Hawaii landlords must give tenants at least five days in which to pay the rent or move. If the tenant does neither, the landlord can file for eviction.
This is the law on the subject:
§521-68 Landlord's remedies for failure by tenant to pay rent. (a) A landlord or the landlord's agent may, any time after rent is due, demand payment thereof and notify the tenant in writing that unless payment is made within a time mentioned in the notice, not less than five business days after receipt thereof, the rental agreement will be terminated. If the tenant cannot be served with notice as required, notice may be given the tenant by posting the same in a conspicuous place on the dwelling unit. If the tenant remains in default, the landlord may thereafter bring a summary proceeding for possession of the dwelling unit or any other proper proceeding, action, or suit for possession.

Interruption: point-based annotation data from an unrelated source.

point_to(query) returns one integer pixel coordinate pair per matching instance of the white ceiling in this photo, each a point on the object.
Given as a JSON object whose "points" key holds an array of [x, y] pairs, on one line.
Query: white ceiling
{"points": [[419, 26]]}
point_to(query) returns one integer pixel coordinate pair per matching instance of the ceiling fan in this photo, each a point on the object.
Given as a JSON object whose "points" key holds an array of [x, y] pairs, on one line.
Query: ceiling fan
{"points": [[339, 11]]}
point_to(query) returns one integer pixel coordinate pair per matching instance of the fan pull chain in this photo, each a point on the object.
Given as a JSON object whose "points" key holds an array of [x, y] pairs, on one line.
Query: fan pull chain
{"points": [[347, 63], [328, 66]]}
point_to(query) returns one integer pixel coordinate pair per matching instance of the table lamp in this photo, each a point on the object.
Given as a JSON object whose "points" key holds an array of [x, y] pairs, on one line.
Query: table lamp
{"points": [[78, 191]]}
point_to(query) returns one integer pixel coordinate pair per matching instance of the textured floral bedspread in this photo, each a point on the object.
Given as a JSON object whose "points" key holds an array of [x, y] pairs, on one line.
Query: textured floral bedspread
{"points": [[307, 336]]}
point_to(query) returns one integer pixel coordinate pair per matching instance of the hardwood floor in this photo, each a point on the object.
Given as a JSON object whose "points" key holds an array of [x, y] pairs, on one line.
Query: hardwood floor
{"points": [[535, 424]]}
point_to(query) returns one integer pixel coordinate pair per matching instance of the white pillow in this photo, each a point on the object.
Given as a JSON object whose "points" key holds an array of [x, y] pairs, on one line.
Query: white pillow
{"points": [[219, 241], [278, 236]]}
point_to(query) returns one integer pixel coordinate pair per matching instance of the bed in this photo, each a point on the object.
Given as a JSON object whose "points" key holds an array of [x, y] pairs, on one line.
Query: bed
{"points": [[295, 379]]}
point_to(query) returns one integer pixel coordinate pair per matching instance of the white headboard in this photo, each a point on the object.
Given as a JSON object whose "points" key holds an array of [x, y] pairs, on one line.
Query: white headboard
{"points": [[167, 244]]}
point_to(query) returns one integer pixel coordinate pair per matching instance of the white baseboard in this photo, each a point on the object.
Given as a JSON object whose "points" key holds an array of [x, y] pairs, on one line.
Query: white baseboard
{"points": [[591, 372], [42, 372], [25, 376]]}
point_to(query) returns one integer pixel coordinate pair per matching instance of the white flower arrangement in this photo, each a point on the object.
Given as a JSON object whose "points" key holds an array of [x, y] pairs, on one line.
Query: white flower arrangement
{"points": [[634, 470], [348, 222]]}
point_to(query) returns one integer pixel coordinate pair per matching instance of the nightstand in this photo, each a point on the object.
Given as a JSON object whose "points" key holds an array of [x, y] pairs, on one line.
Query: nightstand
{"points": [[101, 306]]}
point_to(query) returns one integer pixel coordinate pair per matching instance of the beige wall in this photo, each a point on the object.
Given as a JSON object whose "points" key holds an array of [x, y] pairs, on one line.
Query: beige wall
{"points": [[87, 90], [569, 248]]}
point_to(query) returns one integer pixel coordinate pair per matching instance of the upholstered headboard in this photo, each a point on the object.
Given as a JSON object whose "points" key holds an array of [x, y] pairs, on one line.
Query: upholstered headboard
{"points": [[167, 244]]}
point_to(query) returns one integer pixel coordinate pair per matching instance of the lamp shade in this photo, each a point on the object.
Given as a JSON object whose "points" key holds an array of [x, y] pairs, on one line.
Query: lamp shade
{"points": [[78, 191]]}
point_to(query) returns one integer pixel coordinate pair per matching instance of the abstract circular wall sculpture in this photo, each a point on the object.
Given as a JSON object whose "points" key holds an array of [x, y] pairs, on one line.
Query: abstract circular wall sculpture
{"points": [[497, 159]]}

(b) A landlord or the landlord's agent may bring an action for rent alone at any time after the landlord has demanded payment of past due rent and notified the tenant of the landlord's intention to bring such an action. [L 1972, c 132, pt of §1; am L 1978, c 167, §1; gen ch 1985]
If the tenant is not gone for non-payment, or has not paid what is owed, then you can file complaint with the court having jurisdiction over the matter in your town to regain possession. When you win that suit (by showing your proper notice to evict or receive payment), the court will issue a writ of possession which demands that the tenant leave the premises. If he does not leave when he is supposed to, typically 30 days, then you can have law enforcement forcibly remove him at that point.